Всё же речь о здоровье. Всё же я дурак. И ко всему прочему суеверен. Суеверный дурак!
«Умница…»
«Я так и знал, что ты не упустишь такую возможность».
«А то!»
«Раз
«Да никого. Ровно до тех пор, пока не начнет проявлять инициативу».
«Какая же ты все-таки язва!»
«Какая-какая… Родная! Какая же еще?»
– Ну же! – По-моему, в третий раз поторапливает меня Валентин Саныч.
Странно, что доктору не надоели его однообразные выпады. Видно, знает неугомонность товарища. Другого объяснения у меня нет.
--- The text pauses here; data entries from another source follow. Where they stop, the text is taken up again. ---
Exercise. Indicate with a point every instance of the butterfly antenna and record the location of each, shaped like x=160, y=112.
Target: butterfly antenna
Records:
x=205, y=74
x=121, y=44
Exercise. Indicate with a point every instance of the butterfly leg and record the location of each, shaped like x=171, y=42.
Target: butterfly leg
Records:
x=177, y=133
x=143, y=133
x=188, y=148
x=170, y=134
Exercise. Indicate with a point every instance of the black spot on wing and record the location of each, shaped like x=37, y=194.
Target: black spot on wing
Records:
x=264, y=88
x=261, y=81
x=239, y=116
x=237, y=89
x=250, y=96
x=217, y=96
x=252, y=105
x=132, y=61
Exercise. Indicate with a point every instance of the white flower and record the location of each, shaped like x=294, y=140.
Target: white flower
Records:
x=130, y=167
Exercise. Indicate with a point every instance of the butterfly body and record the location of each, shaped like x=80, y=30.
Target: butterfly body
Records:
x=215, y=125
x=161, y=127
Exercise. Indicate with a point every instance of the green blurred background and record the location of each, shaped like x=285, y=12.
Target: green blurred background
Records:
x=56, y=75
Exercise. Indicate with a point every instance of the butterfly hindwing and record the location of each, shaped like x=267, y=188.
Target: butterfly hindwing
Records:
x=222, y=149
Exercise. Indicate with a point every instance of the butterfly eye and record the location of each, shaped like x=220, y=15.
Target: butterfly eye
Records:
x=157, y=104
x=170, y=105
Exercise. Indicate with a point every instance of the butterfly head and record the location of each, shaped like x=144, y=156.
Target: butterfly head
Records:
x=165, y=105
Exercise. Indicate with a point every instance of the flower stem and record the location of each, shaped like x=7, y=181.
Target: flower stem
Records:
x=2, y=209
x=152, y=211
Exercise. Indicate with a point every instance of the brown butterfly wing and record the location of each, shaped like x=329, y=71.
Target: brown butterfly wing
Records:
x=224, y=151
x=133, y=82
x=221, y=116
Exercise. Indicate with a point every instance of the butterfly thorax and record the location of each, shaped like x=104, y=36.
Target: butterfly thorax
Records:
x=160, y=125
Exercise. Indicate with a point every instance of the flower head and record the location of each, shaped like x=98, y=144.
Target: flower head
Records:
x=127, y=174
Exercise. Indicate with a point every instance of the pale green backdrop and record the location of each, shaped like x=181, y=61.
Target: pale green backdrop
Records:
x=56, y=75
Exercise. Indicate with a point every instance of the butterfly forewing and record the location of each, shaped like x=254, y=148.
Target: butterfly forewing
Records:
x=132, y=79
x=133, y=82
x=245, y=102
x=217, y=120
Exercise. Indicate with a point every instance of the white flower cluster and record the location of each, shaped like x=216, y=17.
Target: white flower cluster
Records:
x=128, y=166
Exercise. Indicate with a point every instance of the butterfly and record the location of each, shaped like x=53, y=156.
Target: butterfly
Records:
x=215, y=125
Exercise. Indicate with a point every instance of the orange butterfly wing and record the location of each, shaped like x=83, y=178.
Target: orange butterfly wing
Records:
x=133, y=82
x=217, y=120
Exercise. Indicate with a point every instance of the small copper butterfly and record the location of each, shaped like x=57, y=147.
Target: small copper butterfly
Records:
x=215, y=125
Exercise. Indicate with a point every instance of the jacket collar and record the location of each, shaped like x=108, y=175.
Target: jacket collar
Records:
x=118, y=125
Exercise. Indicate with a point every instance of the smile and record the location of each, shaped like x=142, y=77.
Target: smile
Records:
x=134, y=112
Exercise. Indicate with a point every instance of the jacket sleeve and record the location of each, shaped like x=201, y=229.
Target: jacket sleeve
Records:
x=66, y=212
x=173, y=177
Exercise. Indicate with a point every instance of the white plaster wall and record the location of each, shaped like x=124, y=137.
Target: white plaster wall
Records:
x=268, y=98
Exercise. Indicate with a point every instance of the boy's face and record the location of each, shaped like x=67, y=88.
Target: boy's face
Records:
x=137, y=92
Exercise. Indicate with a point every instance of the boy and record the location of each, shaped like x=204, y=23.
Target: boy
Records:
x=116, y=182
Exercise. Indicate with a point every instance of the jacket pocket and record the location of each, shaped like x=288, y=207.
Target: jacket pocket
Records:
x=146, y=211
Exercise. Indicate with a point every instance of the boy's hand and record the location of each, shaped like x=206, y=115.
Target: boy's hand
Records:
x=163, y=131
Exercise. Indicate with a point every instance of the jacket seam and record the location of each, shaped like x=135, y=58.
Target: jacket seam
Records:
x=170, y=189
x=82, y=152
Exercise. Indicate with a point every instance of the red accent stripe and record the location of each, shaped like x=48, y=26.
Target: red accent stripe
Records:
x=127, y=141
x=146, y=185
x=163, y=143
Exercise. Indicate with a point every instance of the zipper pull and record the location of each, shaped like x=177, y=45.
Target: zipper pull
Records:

Выздоровел, «пижама», а замашки без пяти минут «переселенца» в иной мир остались нетронутыми. Все ему скажи да расскажи, потому как нельзя отказывать в последних желаниях.
Ловлю на себе заинтересованный, оценивающий взгляд Пал Палыча и сознаю причину его долготерпения. В самом деле, нет лучшего способа проверить, насколько усвоен преподанный материал, чем воззвать к его повторению. Или молча потворствовать. Как все мило устроилось. Везет вам, дорогой доктор.
Я скуп на лишние слова. Говорю всё как есть, без купюр. Диагноз, виды, отпущенное время. Разумеется, примерное. Делюсь всем, что недавно узнал о себе, безнадежном. Не упускаю ремарку по поводу шанса. Одного-единственного.
– Суть его мне пока что не удосужились прояснить, – позволяю себе легкое недовольство. Тут же виновато спохватываюсь. Мне не следовало скатываться до резкости. – Это не доктора упущение. Времени не хватило. Вы, с позволения сказать, зашли. Что же до шансов, то формально мне предоставлен один из ста. Правда, кто на выдаче – не уточнили. Даже напрягая воображение, не могу представить себе, кто бы это мог быть, и при этом ответ есть. Прошу простить, нервы… Один к девяноста девяти. Вот такая жизнеутверждающая пропорция, – завершаю я краткий экскурс в свою беду.
«Один к девяноста девяти».
«Драматично?»
«Опереточно, Ванечка. Нет, в общем и целом, и абстрагируясь… ты конечно же справился».
«Я рад».
«А я нет».
Вижу, что даже доктор напрягся. Словно кто-то другой, а не он собственной персоной поставил жестокий диагноз. Валентин Саныч вообще сам не свой. Потрясен. От корней до макушки. Был бы кедром – засыпал бы пол шишками: «бэнц», «бац», «бух»! Хорошо, что далеко от меня стоит. Вне всяких сомнений, с этого места мое неприкрытое хамство списано на душевное состояние. И перечеркнуто, как демократом прошлое. Но прощено.
– А я что… – тушуется незваный гость.
Как и следовало ожидать. Я и ожидал.
Он опять опускает руку куда не следует. На этот раз мирно, как какой-нибудь задумавшийся испанец, скребет в промежности. Надо признать, дьявольски заразительно. Как с непослушным локоном за ухом, как с «массажем» щек. Талант у человека. Я еле сдержался. Похоже, мы с доктором впрямь лопухнулись, слишком прямолинейно истолковав сорванную попытку. Слово сбило с толку. Чертов «миндал». Недооценили мужика. Или наоборот – переоценили?